Far more important to me - as the chief element in the art and music of Manchester - is how the physical landscape of mills, warehouses, canals, railways, terraced houses and wasted industrial landscapes impacted on the consciousness of the local and the visitor.
Indeed the urban and rural transformation became so complete in the nineteenth century that you could say the geography was as much a product of the industrial revolution as a yard of finished cloth.
Old south east Lancashire, a place previously compared to Dartmoor in Devon, with twee towns looking like Ludlow in Shropshire, became a place where people became ants amidst vast mills and warehouses. It did this incredibly quickly too - within a generation.
Thus the urban landscape that developed here, I reckon, had more of an impact on character than the accident of climate.

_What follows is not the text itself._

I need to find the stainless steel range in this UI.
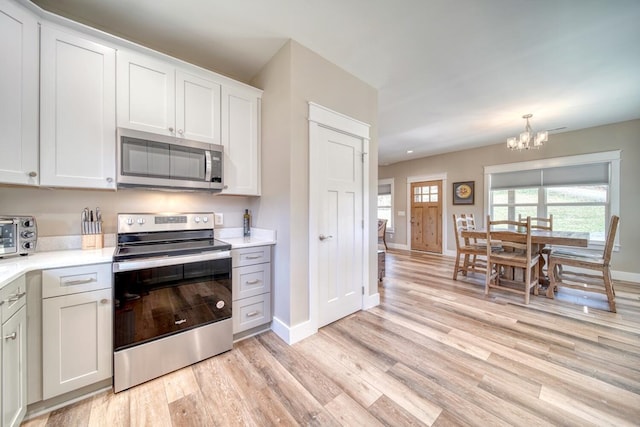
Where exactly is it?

As for art, forget Lowry, the only artist to capture the supposed permanently drenched character of Manchester properly was Frenchman Adolphe Valette. His work in Manchester Art Gallery is simply beautiful.
My favourite is India House from 1912, shown above. In Valette’s vision the physical world is dissolved in water and light, edges soften, colours merge. Beauty is distilled from commercial and industrial landscapes, unregarded views are tinged with an epic, mystical gravity. I could look at that picture and lose myself in it for a long time.
Back to the radio show. It was good to hear Hilary Mantel’s best book ‘Fludd’ being quoted in the 6 Music piece. David Lloyd’s comment about the cricket and playing for Lancashire was the best line in the programme. You'll have to listen to it, to get to the joke.
Funny also that Diane Oxberry, the BBC Radio North West presenter, said: “Manchester’s actually only the ninth rainiest city in the UK.”
Guiding ten years ago I was asked by a Frenchman, “Why do people keep talking about the rain?”
“As a city some people think we are famous for it,” I replied.
“Really, I think your whole country has a reputation for rain not just Manchester,” the man said.
As editor of Manchester Confidential by the way I ban all references of rain from writers. The uninspired Manchester writer will always reach for that get-out clause first. I like to encourage my writers to avoid cliches like the plague.